I don't believe this is historically accurate. Statistical correlation wasn't developed until the late 19th century, many decades after Laplace's death.

Mathematically, the Laplace transform and correlation functions are related in that both are inner products on linear spaces, but they are more like cousins than siblings. Most importantly, the Laplace transform uses a very special kernel, the one-parameter family of complex exponentials. The magic of the transform is revealed when we consider that complex exponentials are eigenfunctions of the differential operator. This makes the Laplace transform a change of basis matrix for differential equations, and in this new basis derivatives become multiplications, and so differential equations become algebraic.

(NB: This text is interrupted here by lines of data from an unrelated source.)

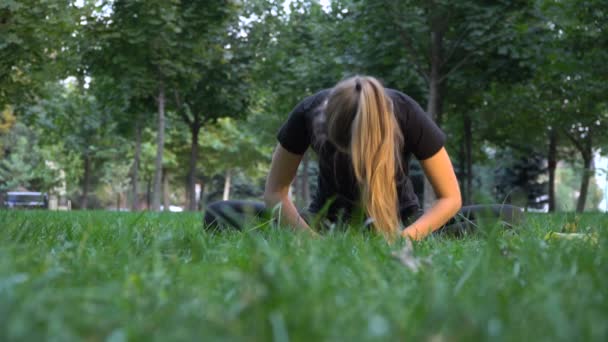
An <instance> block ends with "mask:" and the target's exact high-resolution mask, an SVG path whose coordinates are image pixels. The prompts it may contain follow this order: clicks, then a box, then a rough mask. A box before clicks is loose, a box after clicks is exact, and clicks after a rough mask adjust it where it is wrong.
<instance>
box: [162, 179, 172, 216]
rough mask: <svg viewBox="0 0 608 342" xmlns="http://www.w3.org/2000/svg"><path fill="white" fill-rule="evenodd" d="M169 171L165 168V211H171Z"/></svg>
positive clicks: (163, 185) (163, 192) (163, 184)
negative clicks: (169, 198)
mask: <svg viewBox="0 0 608 342" xmlns="http://www.w3.org/2000/svg"><path fill="white" fill-rule="evenodd" d="M170 205H171V204H170V203H169V173H168V172H167V171H166V170H163V207H164V210H165V211H169V206H170Z"/></svg>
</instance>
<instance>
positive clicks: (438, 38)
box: [423, 29, 443, 209]
mask: <svg viewBox="0 0 608 342" xmlns="http://www.w3.org/2000/svg"><path fill="white" fill-rule="evenodd" d="M442 49H443V32H442V31H441V30H437V29H432V32H431V71H430V74H429V96H428V103H427V109H426V111H427V113H428V114H429V115H430V116H431V118H432V119H433V121H435V122H436V123H437V124H438V125H440V124H441V111H442V101H443V99H442V96H441V64H442V62H443V57H442ZM435 199H436V197H435V191H434V190H433V187H432V186H431V183H430V182H429V180H428V179H427V178H426V176H425V177H424V199H423V207H424V208H425V209H426V208H430V207H431V206H432V204H433V202H434V201H435Z"/></svg>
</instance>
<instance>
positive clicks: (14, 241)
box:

Historically, the Laplace transform was developed in the 18th century as part of the theory of differential equations. In this context, the Laplace transform is the generalization of a discrete power series to the continuous case. Later, Fourier theory would also be developed as a general power series expansion. In both cases, however, the spectral connection with the dual spaces of time and frequency came later.